Testimony submitted for the record by Bob Summersgill on the
"Criminal Code Amendments Act of 2010," B18-0963
To the Committee on Public Safety and the Judiciary, September 27, 2010

Chairman Mendelson:

Thank you for introducing this bill and the opportunity to testify on this legislation. Please add a new section to the bill repealing the “HIV Testing of Certain Criminal Offenders Act of 1995,” (D.C. Law 11-74, D.C. Official Code § 22-3901). The Act requires that people convicted of sexual assault—rape—to be tested for HIV antibodies and the results given to the victim. The victim is under no obligation to keep the results confidential. The Act fails to help the victims of sexual assault, violates medical privacy rights, and adds to the stigma of HIV and AIDS.

Helping the victim

The HIV Testing of Certain Criminal Offenders Act was designed to let a sexual assault victim know as early as possible if his or her assailant is infected with HIV, so that the victim could get treatment sooner or be relieved of that particular worry.

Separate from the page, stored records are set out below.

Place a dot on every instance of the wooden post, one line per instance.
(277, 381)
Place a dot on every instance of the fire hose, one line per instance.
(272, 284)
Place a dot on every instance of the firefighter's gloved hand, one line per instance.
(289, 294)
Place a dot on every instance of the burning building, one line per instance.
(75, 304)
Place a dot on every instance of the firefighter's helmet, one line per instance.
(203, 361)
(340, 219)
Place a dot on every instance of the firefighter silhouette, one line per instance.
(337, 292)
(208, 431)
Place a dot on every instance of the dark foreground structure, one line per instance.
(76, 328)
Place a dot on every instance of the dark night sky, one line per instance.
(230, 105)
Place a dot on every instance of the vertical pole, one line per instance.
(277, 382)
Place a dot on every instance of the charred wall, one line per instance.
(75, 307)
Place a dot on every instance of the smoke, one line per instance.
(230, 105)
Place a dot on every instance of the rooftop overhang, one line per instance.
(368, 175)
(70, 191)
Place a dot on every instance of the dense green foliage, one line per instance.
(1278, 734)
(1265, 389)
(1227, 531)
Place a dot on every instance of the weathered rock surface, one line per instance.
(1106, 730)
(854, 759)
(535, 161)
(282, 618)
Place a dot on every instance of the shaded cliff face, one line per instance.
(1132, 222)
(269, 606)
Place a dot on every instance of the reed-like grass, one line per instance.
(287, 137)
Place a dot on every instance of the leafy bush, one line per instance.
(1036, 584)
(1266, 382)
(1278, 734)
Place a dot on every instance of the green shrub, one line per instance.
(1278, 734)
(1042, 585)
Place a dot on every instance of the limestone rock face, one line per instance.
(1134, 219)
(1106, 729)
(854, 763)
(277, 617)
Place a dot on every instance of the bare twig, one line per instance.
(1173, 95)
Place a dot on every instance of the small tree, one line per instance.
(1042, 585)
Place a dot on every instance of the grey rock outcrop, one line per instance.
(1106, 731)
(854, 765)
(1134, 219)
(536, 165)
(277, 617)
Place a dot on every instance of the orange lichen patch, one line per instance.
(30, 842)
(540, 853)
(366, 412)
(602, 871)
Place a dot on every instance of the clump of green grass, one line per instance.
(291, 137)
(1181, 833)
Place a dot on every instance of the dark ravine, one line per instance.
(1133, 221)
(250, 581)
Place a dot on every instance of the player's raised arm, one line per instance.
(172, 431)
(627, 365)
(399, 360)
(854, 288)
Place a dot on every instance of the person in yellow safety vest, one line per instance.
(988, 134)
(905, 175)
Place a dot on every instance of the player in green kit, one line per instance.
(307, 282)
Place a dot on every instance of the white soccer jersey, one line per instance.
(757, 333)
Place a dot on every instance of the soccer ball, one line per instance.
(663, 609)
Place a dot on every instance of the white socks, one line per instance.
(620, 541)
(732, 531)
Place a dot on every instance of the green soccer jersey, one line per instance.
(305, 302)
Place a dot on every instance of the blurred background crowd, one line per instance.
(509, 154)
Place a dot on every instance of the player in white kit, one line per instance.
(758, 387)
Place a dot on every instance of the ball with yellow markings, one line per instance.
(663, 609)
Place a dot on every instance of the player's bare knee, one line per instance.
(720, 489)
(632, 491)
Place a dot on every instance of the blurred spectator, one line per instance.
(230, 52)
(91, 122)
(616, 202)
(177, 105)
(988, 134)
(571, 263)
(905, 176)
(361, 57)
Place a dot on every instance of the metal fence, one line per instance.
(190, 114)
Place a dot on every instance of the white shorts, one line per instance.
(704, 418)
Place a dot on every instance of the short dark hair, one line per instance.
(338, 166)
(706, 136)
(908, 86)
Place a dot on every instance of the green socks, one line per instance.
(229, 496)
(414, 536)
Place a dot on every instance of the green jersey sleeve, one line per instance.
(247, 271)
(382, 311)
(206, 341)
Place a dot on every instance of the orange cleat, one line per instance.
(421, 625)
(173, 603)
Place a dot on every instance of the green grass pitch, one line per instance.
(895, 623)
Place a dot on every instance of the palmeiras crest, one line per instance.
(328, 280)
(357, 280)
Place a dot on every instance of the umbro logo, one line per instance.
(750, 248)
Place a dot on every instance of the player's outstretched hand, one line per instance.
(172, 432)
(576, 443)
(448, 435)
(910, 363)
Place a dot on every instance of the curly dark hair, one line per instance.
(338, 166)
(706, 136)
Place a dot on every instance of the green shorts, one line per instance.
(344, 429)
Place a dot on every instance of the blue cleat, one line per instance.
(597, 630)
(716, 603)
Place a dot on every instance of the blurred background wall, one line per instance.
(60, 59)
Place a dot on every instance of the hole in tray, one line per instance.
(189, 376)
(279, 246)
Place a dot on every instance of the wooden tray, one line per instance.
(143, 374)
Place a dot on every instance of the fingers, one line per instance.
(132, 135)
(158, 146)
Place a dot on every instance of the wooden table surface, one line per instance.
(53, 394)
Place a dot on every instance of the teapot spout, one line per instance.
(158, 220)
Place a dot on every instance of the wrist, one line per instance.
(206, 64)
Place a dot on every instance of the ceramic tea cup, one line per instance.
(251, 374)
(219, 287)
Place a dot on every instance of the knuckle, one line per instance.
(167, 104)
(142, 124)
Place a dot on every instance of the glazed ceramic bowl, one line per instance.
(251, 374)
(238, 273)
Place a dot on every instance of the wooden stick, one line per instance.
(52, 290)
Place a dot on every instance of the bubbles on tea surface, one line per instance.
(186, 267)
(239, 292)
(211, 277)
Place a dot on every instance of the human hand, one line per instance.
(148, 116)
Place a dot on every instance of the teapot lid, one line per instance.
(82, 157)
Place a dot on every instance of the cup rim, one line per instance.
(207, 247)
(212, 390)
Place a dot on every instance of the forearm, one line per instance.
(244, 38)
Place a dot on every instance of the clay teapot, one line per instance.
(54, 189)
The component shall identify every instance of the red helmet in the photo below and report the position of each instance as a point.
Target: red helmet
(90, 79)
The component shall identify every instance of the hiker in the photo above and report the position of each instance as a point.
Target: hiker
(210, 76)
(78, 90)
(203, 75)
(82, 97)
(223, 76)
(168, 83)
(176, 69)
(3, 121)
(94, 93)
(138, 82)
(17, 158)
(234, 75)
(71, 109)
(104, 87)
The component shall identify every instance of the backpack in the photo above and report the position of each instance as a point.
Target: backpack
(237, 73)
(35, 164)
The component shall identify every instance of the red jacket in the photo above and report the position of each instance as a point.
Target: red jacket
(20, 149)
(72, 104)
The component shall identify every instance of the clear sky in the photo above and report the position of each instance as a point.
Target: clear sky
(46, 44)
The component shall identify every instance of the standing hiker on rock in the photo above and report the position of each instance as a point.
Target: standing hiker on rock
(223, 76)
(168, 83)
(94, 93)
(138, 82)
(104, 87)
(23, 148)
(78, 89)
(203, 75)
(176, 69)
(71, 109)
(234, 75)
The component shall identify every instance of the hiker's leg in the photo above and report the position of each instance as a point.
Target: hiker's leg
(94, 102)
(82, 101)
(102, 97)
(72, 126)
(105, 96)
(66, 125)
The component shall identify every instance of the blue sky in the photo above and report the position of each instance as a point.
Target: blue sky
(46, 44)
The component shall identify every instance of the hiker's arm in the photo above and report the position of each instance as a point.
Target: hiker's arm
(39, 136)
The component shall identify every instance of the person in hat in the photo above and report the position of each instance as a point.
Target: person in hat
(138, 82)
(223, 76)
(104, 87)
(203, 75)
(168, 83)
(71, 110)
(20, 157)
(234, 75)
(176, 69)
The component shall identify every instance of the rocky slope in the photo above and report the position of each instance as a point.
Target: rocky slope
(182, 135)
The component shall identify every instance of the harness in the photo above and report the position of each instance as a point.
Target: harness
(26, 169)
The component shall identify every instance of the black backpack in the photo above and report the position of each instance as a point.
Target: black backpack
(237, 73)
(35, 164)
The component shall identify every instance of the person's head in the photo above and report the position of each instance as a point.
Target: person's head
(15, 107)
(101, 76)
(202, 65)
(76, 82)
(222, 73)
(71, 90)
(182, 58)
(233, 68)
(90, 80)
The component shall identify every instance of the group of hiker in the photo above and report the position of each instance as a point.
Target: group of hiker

The medical advances of the past decade have completely changed the situation. In the early 1990s, there was no effective treatment for HIV. Testing was expensive; took weeks to get results; and because it looked for anti-bodies, was unreliable for the first 3 to 6 months after infection.

Today, we have effective treatments which make HIV a long-term, manageable disease. We have the technology to determine if a person has been infected shortly after infection. We also have post-exposure prophylactic drug regimens that can prevent HIV disease if taken within days after infection, especially within 24 hours. If intervention is too late, there is effective treatment to hold the virus in check for decades and decades with few side effects.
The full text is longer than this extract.